Öne Çıkan Yayın

Beni Her Yerde Bulun (BU YAZI BAŞA İLİŞTİRİLMİŞTİR)

İletişim için: semender101@gmail.com Şahsi blog: E, burası zaten. ~Gerektikçe güncellenecektir.~

10 Ekim 2024 Perşembe

Durum Raporu: Özgüven ve Discord (Tek Paragraf Gibi Oldu ama Aslında İki...)

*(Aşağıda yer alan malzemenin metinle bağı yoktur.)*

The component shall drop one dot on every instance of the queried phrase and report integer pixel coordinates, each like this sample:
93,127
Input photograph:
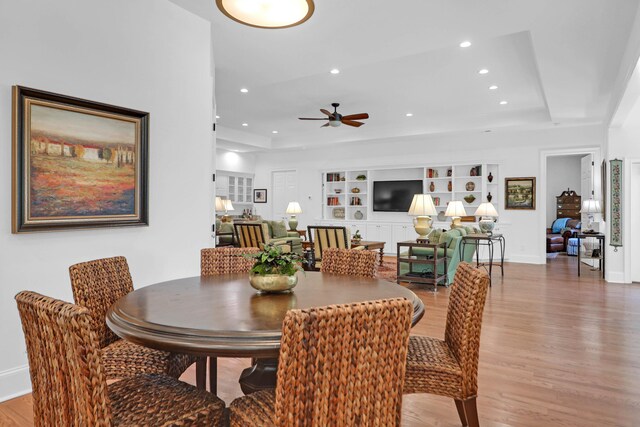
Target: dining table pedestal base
262,375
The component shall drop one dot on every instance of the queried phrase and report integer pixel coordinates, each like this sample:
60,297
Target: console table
487,240
600,257
432,278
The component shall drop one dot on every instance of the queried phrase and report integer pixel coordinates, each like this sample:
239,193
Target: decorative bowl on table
273,283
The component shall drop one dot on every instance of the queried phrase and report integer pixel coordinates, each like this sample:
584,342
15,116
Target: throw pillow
279,229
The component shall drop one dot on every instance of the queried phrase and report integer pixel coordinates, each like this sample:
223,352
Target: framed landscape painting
520,193
260,195
77,163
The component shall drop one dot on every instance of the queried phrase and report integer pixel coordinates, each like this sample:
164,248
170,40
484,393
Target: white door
634,216
285,190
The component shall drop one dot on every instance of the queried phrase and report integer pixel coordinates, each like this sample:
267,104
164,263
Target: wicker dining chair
215,261
350,262
339,365
69,382
97,285
449,367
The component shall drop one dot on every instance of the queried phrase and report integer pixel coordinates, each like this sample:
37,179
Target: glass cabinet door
232,188
248,194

"Özgüven" bayağı garip bir kelime esasen. "Özgüven eksikliği" daha da garip bir tanımlama. Neden mi? Çünkü özgüven, adının işaret ettiğinin tam tersi biçimde, dışsal kaynaklıdır. Eğer ailenizden ve yakın çevrenizden güven görmeyip tam aksine güvensizlik gördüyseniz bilinçaltı "Ulan ben güvenilecek insan değilim demek ki..." gibi bir düşünce geliştirip kişiliğin kalanını onun üstüne inşa eder. Bu açıdan travma veya benzer bir durumdan kaynaklanabilecek ve kırk yaşında bile oluşabilecek olan özgüven kaybıyla küçük yaşlardan gelen kronik özgüven eksikliğini de ayırmak gerekli tabii, her ne kadar klinik olarak böyle bir ayrımın var olup olmadığını bilmesem de. Hah neyse, kronik özgüven eksikliği öyle bir şeydir ki dünyaya hâkim olsanız yine özgüven inşa edemezsiniz (bkz. imposter sendromu). En fazla özgüven görünümlü, narsisizm soslu bir kendini koruma kalkanı yapabilirsiniz ama o da bambaşka sorunlara sebep olur. Çocukluktaki yakın çevreden kaynaklanan özgüven eksikliğinden kurtulmanın tek yolu da birinin size güvenmesidir. Onun da işe yarayıp yaramaması, yarasa bile ne kadar yaradığı sizin özgüven eksikliğinizin ve buna neden olan çocukluk (0-5 yaş ama 10-12'ye kadar yolu var) travmalarınızın ne kadar derinde kemikleşmiş, "öz"ünüz tarafından benimsenmiş (Pezevenk iyi şeyi benimsemez ama! Düşmanım mısın ulan sen? Hayatta kalma içgüdüsü böyle bir şey değil aga... Harbi değil.), ağır ve sayıda olduğuna, o size güvenen kişilerin sayısına ve onlara (en azından onlardan birine) karşı ne hissettiğinize vs. göre değişir. İşte o yüzden özgüven garip bir kelime. İnşa için dışsal kaynaklara ihtiyaç duyuyor, "öz"den gelmiyor, hatta "öz"le en ufak bir alakası bile yok. Bu açıdan "kendine güvenmek" her ne kadar lafı uzatmak gibi gelse de aslında özgüvenden çok daha doğru, anlatmak istediğini gerçekten anlatan bir tabir. Misal bir "özsaygı" öyle değil, o gerçekten ve tamamen içten geliyor; ama özgüven dediğim gibi tamamen dışsal kaynaklı bir şey. Dışsal kaynaklı/destekli olmayınca da iyice sapıtıyor, psikiyatri tarafından "narsisizm" olarak adlandırılacak hâle geliyor.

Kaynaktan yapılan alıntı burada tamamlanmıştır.